As profundas transformações que Gorbachev empreendeu, com o mundo a assistir atónito à ruptura da política precedente na ex-URSS, minado por contradições insanáveis logo inultrapassáveis do regime, deram lugar a uma nova realidade mundial.
Esta fez reforçar a superpotência mundial EUA, que ficou sozinha em palco, com os regimes autoritários de direita ou de esquerda a terem de caminhar para a democracia representativa e para o livre jogo do mercado.
Catorze territórios antes integrados na ex-URSS tornaram-se independentes, como foi o caso da Ucrânia, e inúmeros outros, com Angola incluída, promoveram transformações políticas resultantes da nova realidade, promovendo eleições democráticas e instituindo o multipartidarismo.
Embora o mundo unipolar suportado pelos EUA passasse com este a ser enquadrado por uma influência hegemónica, esse mundo já não existe mais, prevalecendo hoje um mundo multipolar.
É útil e proveitoso recordar a génese das transformações que se operaram para melhor compreendermos a situação actual.
É que no passado 24 de Agosto, os angolanos foram chamados em democracia, pela quinta vez, às urnas para votar os deputados à Assembleia Nacional que os passarão a representar e eleger ainda o Presidente da República.
Singularmente, neste mesmo dia, os ucranianos festejaram a data em que a Ucrânia se separou e se tornou independente da ex-URSS, com essa a reconhecer essa independência, o mesmo sucedendo com a maioria dos países com assento na ONU.
Estes dois factos, as eleições em Angola e a independência da Ucrânia, tiveram por génese as transformações operadas por efeito da queda do regime da ex-URSS.
Sucede que, como disse, a realidade com que hoje nos deparamos à escala global é muito diferente daquela que existia nas eleições democráticas em Angola, particularmente as três primeiras.
E é muito diferente porque a maioria da população angolana que votou no dia 24 de Agosto é muito jovem e não experimentou a guerra civil fratricida que devastou o País até 2002.
Os eleitores têm hoje motivações de voto diferentes daquelas que conduziram aos actos eleitorais anteriores, e isso já foi perceptível nas eleições de 2017, com a oposição a ter uma subida substancial face ao partido maioritário, o MPLA, particularmente nas zonas urbanas mais densamente povoadas, desde logo na província de Luanda.

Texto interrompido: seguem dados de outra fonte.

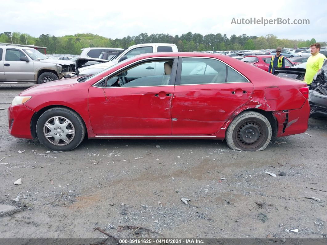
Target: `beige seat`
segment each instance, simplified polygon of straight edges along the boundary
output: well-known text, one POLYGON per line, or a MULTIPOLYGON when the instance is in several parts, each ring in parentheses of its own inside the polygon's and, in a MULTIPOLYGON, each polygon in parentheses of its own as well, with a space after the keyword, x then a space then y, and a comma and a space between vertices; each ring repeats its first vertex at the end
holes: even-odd
POLYGON ((165 62, 164 63, 164 73, 161 85, 168 85, 171 74, 171 66, 168 62, 165 62))

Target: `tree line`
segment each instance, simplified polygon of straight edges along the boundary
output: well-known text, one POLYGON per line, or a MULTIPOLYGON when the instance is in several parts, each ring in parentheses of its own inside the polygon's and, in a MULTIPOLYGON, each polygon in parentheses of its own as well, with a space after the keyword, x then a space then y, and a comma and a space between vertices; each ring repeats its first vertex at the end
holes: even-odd
MULTIPOLYGON (((56 37, 49 34, 43 34, 39 37, 27 33, 5 32, 0 33, 0 43, 34 45, 46 47, 47 53, 79 54, 81 49, 88 47, 111 47, 126 48, 135 44, 151 43, 167 43, 176 44, 180 51, 192 52, 206 50, 256 50, 283 48, 308 47, 316 42, 311 40, 280 39, 273 35, 265 36, 249 36, 246 34, 233 35, 230 37, 226 34, 208 34, 189 32, 179 36, 169 34, 142 33, 137 36, 128 36, 115 39, 90 33, 78 33, 56 37)), ((321 42, 326 46, 325 42, 321 42)))

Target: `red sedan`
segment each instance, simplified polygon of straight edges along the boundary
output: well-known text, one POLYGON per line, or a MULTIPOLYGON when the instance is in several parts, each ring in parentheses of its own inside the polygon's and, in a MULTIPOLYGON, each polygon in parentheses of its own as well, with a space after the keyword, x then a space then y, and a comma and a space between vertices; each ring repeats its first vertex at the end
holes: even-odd
POLYGON ((305 132, 306 84, 214 54, 158 53, 92 76, 37 85, 15 97, 9 133, 69 150, 89 139, 226 139, 264 149, 272 136, 305 132))
MULTIPOLYGON (((251 55, 247 56, 241 60, 253 65, 255 66, 268 71, 271 61, 272 55, 251 55)), ((285 67, 288 67, 295 64, 285 57, 285 67)))

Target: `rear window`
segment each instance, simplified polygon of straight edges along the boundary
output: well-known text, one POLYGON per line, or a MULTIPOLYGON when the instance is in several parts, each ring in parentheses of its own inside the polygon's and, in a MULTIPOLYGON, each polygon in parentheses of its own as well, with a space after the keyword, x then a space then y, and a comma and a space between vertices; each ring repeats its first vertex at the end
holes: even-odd
POLYGON ((91 58, 97 58, 101 54, 101 49, 91 49, 87 53, 86 55, 91 58))
POLYGON ((158 51, 158 52, 172 52, 173 48, 168 46, 159 46, 158 51))
POLYGON ((256 57, 246 57, 241 60, 247 63, 255 63, 259 61, 258 58, 256 57))

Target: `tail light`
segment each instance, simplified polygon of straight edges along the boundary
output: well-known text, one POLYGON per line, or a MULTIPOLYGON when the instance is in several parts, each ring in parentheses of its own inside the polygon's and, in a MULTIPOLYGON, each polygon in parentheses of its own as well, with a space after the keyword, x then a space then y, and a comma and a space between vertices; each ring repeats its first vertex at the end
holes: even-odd
POLYGON ((306 85, 305 87, 299 88, 299 90, 301 92, 302 95, 304 96, 306 99, 309 99, 309 88, 306 85))

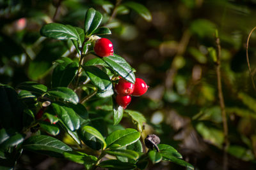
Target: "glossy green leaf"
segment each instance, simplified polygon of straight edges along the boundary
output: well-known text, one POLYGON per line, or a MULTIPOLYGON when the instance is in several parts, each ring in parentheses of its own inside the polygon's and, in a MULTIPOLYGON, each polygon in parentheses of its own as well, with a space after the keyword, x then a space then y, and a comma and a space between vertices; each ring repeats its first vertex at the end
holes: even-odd
POLYGON ((100 90, 104 91, 112 87, 112 83, 107 74, 95 66, 83 66, 85 73, 91 81, 100 90))
POLYGON ((99 166, 110 169, 131 169, 135 167, 135 165, 133 164, 113 159, 101 162, 99 166))
POLYGON ((107 146, 118 144, 122 146, 125 146, 136 142, 140 138, 140 133, 133 129, 127 128, 125 130, 118 130, 110 134, 106 142, 107 146))
POLYGON ((96 138, 99 139, 103 143, 103 150, 106 148, 107 144, 106 143, 105 139, 102 135, 94 127, 91 126, 86 125, 84 126, 81 129, 83 133, 90 133, 94 136, 96 138))
POLYGON ((109 155, 127 157, 134 160, 139 158, 139 154, 131 150, 106 150, 105 152, 109 155))
POLYGON ((135 83, 135 75, 132 67, 123 57, 114 54, 101 59, 122 78, 132 83, 135 83))
POLYGON ((156 164, 162 160, 163 156, 159 152, 156 150, 150 150, 148 153, 148 157, 153 164, 156 164))
POLYGON ((102 15, 93 8, 87 10, 84 20, 84 32, 90 36, 100 24, 102 15))
POLYGON ((52 74, 52 87, 68 87, 75 78, 78 69, 78 63, 64 62, 58 65, 52 74))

O facto de Angola não ter tido crescimento do PIB de 2016 a 2021 inclusive contribuiu para o aumento do desemprego e com ele o agravamento das desigualdades, situação que afectou os mais desfavorecidos de forma ainda mais visível, com a pandemia da Covid-19 e com a invasão da Ucrânia por parte da Federação Russa.
Os resultados das eleições do passado dia 24 só surpreenderam por isso quem não estava atento à realidade e ajuíza que esta é imutável.
A realidade é mutável num mundo em acelerada interdependência.
Por isso, os jovens votaram no desejo de mudança das políticas, mas também uma parte dos mais velhos, incluindo anteriores votantes no partido maioritário, sendo que uma parte destes se absteve.
Esta conclusão impõe-se claramente pela leitura dos números, quaisquer que sejam os debates sobre as percentagens alcançadas pelos partidos concorrentes.
Com realismo, há que concluir que, daqui para a frente, nada será como antes.
E nada será porque os entrincheiramentos partidários não se coadunam com o que claramente resulta dos resultados eleitorais.
Todos os partidos e instituições representativas do Estado foram incentivados nestas eleições a fazerem convergir esforços em desígnios nacionais que estão para além dos legítimos interesses partidários.
Domínios respeitantes a uma eventual revisão constitucional, de par com a consensualização em matérias respeitantes aos governos regionais e municipais, ainda a afectação de recursos financeiros no próximo orçamento a aprovar, em função do novo quadro, a natural despartidarização da Administração Pública e um consequente combate à pobreza, são objectivos prioritários.
O combate por esses objectivos é pertença de todos, não parecendo sequer recomendável ou necessário um governo de coligação, pese embora o ex-Presidente José Eduardo dos Santos tivesse assente a sua politica, após os acordos de paz de 2002, na criação do GURN-Governo de Unidade e Reconciliação Nacional.
O que parece estar agora em causa, em resultado das eleições, é a necessidade do aprofundamento da reconciliação nacional, com políticas de concertação sobre desígnios nacionais, superando as crispações que existem e isso só é alcançável pela valorização dos debates.
Não duvido que todos os partidos políticos e sobretudo os seus dirigentes, experimentados e conhecedores do sentimento generalizado do povo angolano, saberão responder às novas exigências do futuro.